Ursache 5: Mangelnde Verfügbarkeit geeigneter Konzepte
Es mangelt an Trainingskonzepten, die die Spezifität sportlicher Anforderungen, empirisch validierte Techniken und bewährte formelle Praktiken sinnvoll miteinander verbinden. Verschiedene Praktiken fehlen teilweise noch konkrete Mechanismen, während die Wissenschaft auf der anderen Seite zwar über viele verstandene Mechanismen verfügt, jedoch weniger spezifische Praktiken vorzuweisen hat. Das Ziel muss darin bestehen, diese Lücke zu überbrücken und auf die Besonderheiten des Sports einzugehen.
Körper und Geist lassen sich nur in der Theorie sauber trennen. Oft wird unter der Psyche nur die bewusste Ebene verstanden. Das greift zu kurz: wir benötigen ebenso ein Training der unbewussten Ebene, der Verbindung zwischen Körper und Geist sowie die Integration von Informationen, welche in dem System fließen. Daher ist auch der Begriff „mentales Training“ im strengeren Sinne zu kurz greifend. Es muss vielmehr für das Training mentaler Fähigkeiten in direkter Verbindung zu unseren körperlichen Fähigkeiten stehen. In dieser Weise kann man es auch als einen hybriden Ansatz bezeichnen.
Zudem mangelt es an einem umfassenden Ansatz. Es geht halt nicht nur um Höchstleistung in einer Wettkampfsituation, sondern auch um die mentale Komponente während Training, Regeneration und jenseits des Trainings. Damit verbunden ist auch die Fähigkeit Freude am Sport zu empfinden, zu bewahren und Stresssituationen im Sportalltag handhabbar zu machen.
Was folgt: Anforderungen an ein Konzept mentalen Trainings
Ein wirksames Trainingskonzept mentalen Trainings muss die oben aufgeführten Ursachen dieser paradoxen Situation auflösen. Dabei sollte sich auch jeder Athlet die Frage stellen, welche der Ursachen für sie oder ihn besonders zutreffend sind.
Es muss verinnerlicht und verstanden werden, dass mentales Training eine zentrale Komponente für den sportlichen Erfolg darstellt, trainiert werden kann und muss. Empirisch bewährte und wissenschaftlich fundierte Sachverhalte und Ergebnisse sollten dafür die Grundlage bilden.
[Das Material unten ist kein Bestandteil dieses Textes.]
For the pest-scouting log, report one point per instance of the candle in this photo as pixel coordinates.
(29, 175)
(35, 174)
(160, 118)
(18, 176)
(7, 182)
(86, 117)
Effektive Trainingskonzepte sollten an die sportspezifischen Besonderheiten der Sportart und des sportlichen Zieles andocken und den Finger in die Wunde mentaler Limitationen und Herausforderungen legen.
Nachhaltiges Wachstum mentaler Fähigkeiten beruht auf neuroplastischen Vorgängen und tiefgreifenden Veränderungen in der Wirkung unseres Nervensystems. Wie das Training des Körpers bedarf dies Zeit und regelmäßiger Übung. Dies erreicht ein wirksames Konzept durch aufeinander aufbauende Schritte und das direkte Erfahren der Wirksamkeit in Trainingselementen. Dadurch ermöglicht das Konzept einen einfacheren Zugang und fundierteres Verstehen der Thematik.
Während mentales Training typischerweise eine konzentrierte Aufmerksamkeit und bewusste Übung erfordert, kann es, sobald es gemeistert ist, nahtlos in verschiedene Aktivitäten integriert werden. Dies umfasst Aktivitäten im Zusammenhang mit Sport oder anderen Tätigkeiten des täglichen Lebens. Auf diese Weise wird das anfängliche Training mentaler Fähigkeiten automatisch und nahezu mühelos auf andere Aktivitäten ausgeweitet und als fester Bestandteil des täglichen Lebens etabliert.


1 Initiales Training
Spezifische mentale Übungen, um Fähigkeiten wie Achtsamkeit, Konzentration und Emotionsregulierung zu entwickeln.

2 Integration
Sobald diese Fähigkeiten entwickelt sind, erfolgt die Anwendung während sportlicher Aktivitäten. Man lernt, sich zu konzentrieren, Emotionen zu regulieren und im Moment präsent zu bleiben, während man sich in diesen Aktivitäten befindet.

3 Leistung
Im Laufe der Zeit führt die Integration von mentalen Trainingsmethoden zu einer Leistungssteigerung. Personen erleben eine verbesserte Konzentration, schnellere Erholung von Rückschlägen und eine gesteigerte Wahrnehmung.

4 Feedback
Durch die Integration mentalen Trainings in die sportliche Aktivität erfolgt ein sofortiges Feedback zur Wirksamkeit der Methoden. Athleten können ihre mentalen Strategien basierend auf Echtzeit-Erfahrungen anpassen und verfeinern.

5 Alltag
Mentales Training wird als Teil des täglichen Lebens verankert und erstreckt sich über spezifische Aktivitäten hinaus. Athleten lernen, diese Techniken in verschiedenen Kontexten anzuwenden, was zu größerer kognitiver Flexibilität führt.